Part dual biography, part history, One Man’s Freedom traces the actions and words of Goldwater and King over a crucial and eventful decade, from their dizzying rise through 1964, which ended with Goldwater’s landslide defeat in the presidential election and King’s Nobel Peace Prize. The book chronicles why Goldwater and King, who never met in person, came to view each other as perhaps the greatest threat to freedom in America. It explains how their ideas of freedom could be so vastly different, yet both so deeply rooted in American history and their times. And it shows how their disagreement continues to shape and explain politics today, when the bitter divisions between Republicans and Democrats often come down to the question of what kind of freedom Americans want—the one defined by Goldwater or by King?
The choices King and Goldwater presented to their audiences were stark as could be, but so too was the gulf between the two men on the question of how freedom might best be realized in the world.
From King’s point of view, Goldwater was not a bad man, but he was a morally blind one, and for that reason he, and all who think like him, pose a danger to the realization of freedom for all people.
I discovered this book after reading Buccola’s earlier book The Fire Is Upon Us: James Baldwin, William F. Buckley Jr., and the Debate Over Race in America. That book was outstanding, using two famous debates between those ideologically opposed men to illustrate the dimensions and stakes of the civil rights struggle in America, while comparing the warring philosophies of the antagonists. It was simply brilliant. So, when I found Buccola had written a similar book contrasting the warring concepts of the meaning of freedom between Martin Luther King and Barry Goldwater, I expected more of the same.
Unfortunately, One Man’s Freedom: Goldwater, King, and the Struggle Over an American Ideal lacks the brilliance of his earlier effort. There are several reasons why it doesn’t work as well, starting with the fact that unlike Baldwin and Buckley, King and Goldwater actually never met or debated each other directly. It lacks the drama and cohesion of Buccola’s earlier book, and is a bit of a slog to get through.

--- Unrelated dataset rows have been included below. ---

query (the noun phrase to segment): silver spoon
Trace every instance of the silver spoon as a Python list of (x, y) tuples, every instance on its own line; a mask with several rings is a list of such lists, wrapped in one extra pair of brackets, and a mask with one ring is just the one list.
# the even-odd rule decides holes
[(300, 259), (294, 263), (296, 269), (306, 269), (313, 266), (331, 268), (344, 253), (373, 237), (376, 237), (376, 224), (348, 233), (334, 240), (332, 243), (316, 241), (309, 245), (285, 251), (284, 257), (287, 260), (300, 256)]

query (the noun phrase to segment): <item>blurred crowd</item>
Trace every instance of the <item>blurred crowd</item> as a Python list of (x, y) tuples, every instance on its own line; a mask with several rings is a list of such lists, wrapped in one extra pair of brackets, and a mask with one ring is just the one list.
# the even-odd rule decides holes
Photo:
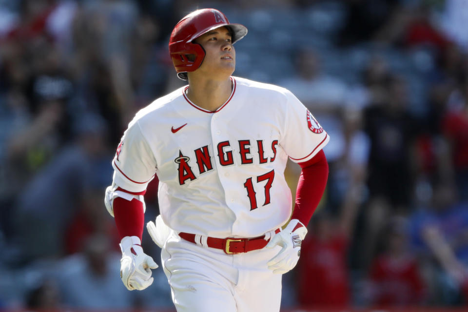
[(0, 310), (172, 309), (162, 270), (120, 281), (103, 195), (133, 115), (184, 83), (169, 35), (202, 7), (249, 29), (234, 75), (290, 89), (331, 137), (284, 307), (466, 305), (466, 0), (0, 0)]

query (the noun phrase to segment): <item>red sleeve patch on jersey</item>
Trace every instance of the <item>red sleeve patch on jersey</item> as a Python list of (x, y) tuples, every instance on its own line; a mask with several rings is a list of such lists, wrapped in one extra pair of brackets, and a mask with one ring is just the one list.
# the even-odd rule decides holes
[(323, 132), (323, 128), (322, 126), (318, 123), (318, 122), (313, 117), (313, 116), (307, 110), (307, 125), (311, 131), (314, 133), (322, 133)]
[(123, 145), (123, 140), (120, 141), (120, 142), (118, 144), (118, 146), (117, 147), (117, 151), (116, 152), (116, 159), (118, 160), (118, 156), (120, 154), (120, 152), (122, 151), (122, 145)]

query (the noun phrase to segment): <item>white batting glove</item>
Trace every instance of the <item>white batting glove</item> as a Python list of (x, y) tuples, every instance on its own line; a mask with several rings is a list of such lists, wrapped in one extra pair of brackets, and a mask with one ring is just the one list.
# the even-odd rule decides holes
[(148, 233), (153, 241), (160, 248), (162, 248), (172, 231), (172, 230), (164, 223), (160, 214), (158, 214), (156, 217), (155, 222), (150, 221), (146, 223), (146, 229), (148, 230)]
[(120, 278), (129, 291), (141, 291), (151, 285), (150, 269), (157, 268), (153, 258), (143, 252), (140, 244), (136, 236), (126, 236), (120, 241)]
[(268, 269), (276, 274), (284, 274), (296, 266), (301, 255), (301, 245), (307, 234), (307, 229), (296, 219), (290, 221), (288, 226), (276, 234), (268, 242), (267, 248), (276, 245), (283, 247), (278, 254), (267, 263)]

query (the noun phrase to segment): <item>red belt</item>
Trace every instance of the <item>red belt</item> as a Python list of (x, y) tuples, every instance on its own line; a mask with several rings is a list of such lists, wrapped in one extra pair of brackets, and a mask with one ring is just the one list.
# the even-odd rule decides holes
[[(279, 229), (274, 231), (274, 233), (279, 232)], [(196, 243), (195, 242), (195, 234), (182, 232), (179, 233), (179, 236), (191, 243)], [(265, 240), (265, 235), (254, 237), (253, 238), (237, 238), (228, 237), (227, 238), (216, 238), (216, 237), (208, 237), (206, 240), (206, 243), (209, 247), (222, 249), (226, 254), (232, 254), (247, 253), (261, 249), (267, 245), (268, 240)]]

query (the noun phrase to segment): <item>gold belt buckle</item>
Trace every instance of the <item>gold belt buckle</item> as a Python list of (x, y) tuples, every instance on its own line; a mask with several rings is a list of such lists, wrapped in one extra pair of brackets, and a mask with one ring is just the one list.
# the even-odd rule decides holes
[(224, 247), (224, 252), (228, 254), (240, 254), (240, 252), (238, 253), (231, 253), (229, 251), (229, 244), (231, 243), (231, 242), (241, 242), (242, 241), (242, 239), (235, 239), (235, 238), (226, 238), (226, 246)]

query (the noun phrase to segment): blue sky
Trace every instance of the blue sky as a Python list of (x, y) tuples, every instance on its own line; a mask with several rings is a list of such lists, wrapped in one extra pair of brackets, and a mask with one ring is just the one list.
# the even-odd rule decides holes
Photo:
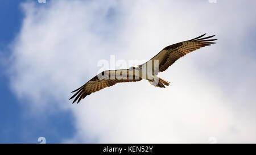
[[(254, 1), (2, 1), (0, 143), (256, 143)], [(68, 100), (111, 55), (147, 60), (204, 33), (217, 44), (159, 74), (164, 89), (121, 83)]]
[[(22, 26), (23, 12), (20, 4), (25, 1), (2, 1), (0, 5), (1, 51), (5, 57), (10, 56), (9, 46)], [(44, 5), (39, 4), (39, 5)], [(42, 119), (27, 117), (26, 107), (11, 90), (10, 81), (5, 66), (0, 73), (0, 91), (2, 108), (0, 109), (1, 143), (38, 143), (39, 137), (46, 137), (47, 143), (58, 143), (62, 139), (72, 136), (74, 128), (72, 115), (69, 112), (59, 112), (42, 116)]]

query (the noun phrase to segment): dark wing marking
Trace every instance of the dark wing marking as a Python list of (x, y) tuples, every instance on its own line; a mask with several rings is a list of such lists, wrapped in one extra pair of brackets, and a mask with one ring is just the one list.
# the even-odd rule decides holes
[[(205, 33), (206, 34), (206, 33)], [(193, 39), (178, 43), (168, 47), (162, 50), (158, 54), (151, 59), (152, 63), (154, 60), (159, 60), (159, 72), (166, 70), (177, 60), (188, 53), (205, 46), (210, 45), (216, 43), (211, 42), (217, 39), (208, 39), (215, 35), (203, 37), (205, 34)]]
[[(117, 74), (117, 72), (119, 72), (118, 74)], [(114, 76), (112, 77), (113, 75)], [(129, 77), (128, 69), (106, 70), (92, 78), (82, 86), (71, 92), (75, 93), (76, 91), (69, 99), (76, 97), (73, 103), (77, 100), (78, 100), (78, 103), (81, 99), (84, 98), (86, 95), (105, 87), (113, 86), (117, 83), (135, 82), (141, 80), (142, 80), (142, 78), (134, 76), (131, 77)]]

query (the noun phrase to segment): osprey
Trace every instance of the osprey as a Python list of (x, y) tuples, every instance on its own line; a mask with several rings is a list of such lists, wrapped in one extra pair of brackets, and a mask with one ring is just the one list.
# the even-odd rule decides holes
[[(206, 33), (205, 33), (206, 34)], [(168, 86), (170, 82), (157, 76), (159, 72), (166, 70), (179, 58), (205, 46), (216, 43), (217, 39), (208, 39), (215, 35), (202, 37), (205, 34), (187, 41), (165, 47), (155, 56), (144, 64), (129, 69), (105, 70), (98, 74), (80, 88), (71, 93), (76, 93), (69, 99), (76, 97), (73, 103), (92, 93), (99, 91), (117, 83), (148, 80), (152, 85), (159, 87)]]

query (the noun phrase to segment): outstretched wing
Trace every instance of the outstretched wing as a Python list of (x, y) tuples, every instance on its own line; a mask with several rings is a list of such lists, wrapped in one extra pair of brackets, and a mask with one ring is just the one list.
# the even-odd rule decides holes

But that’s not to say it is without value. It concentrates more on Goldwater and his tortured political philosophy that empowered racists and racism while Goldwater clung to the idea that he personally was not racist, but simply a protector of the American Constitution and conservative ideals. King is used more as a contrast and foil to Goldwater rather than an equal focus of the book, and to show how one word (freedom) can have two such radically different and mutually exclusive meanings. The book covers the years from the mid 1950s through Goldwater’s run for President in 1964, and like Buccola’s book on Baldwin and Buckley gives valuable framing to the opposing viewpoints warring during the civil rights struggle.
Interesting attempt to cover the confusion of the 1950s and 60s political landscape through two seemingly unrelated individuals, but they did represent two different waves of political reform and change. The book is slow to read due to the constant reset from one movement to another and made the flow of the book very segmented and slow. Was a fine piece of historical research, but was a little rough to read as a full book.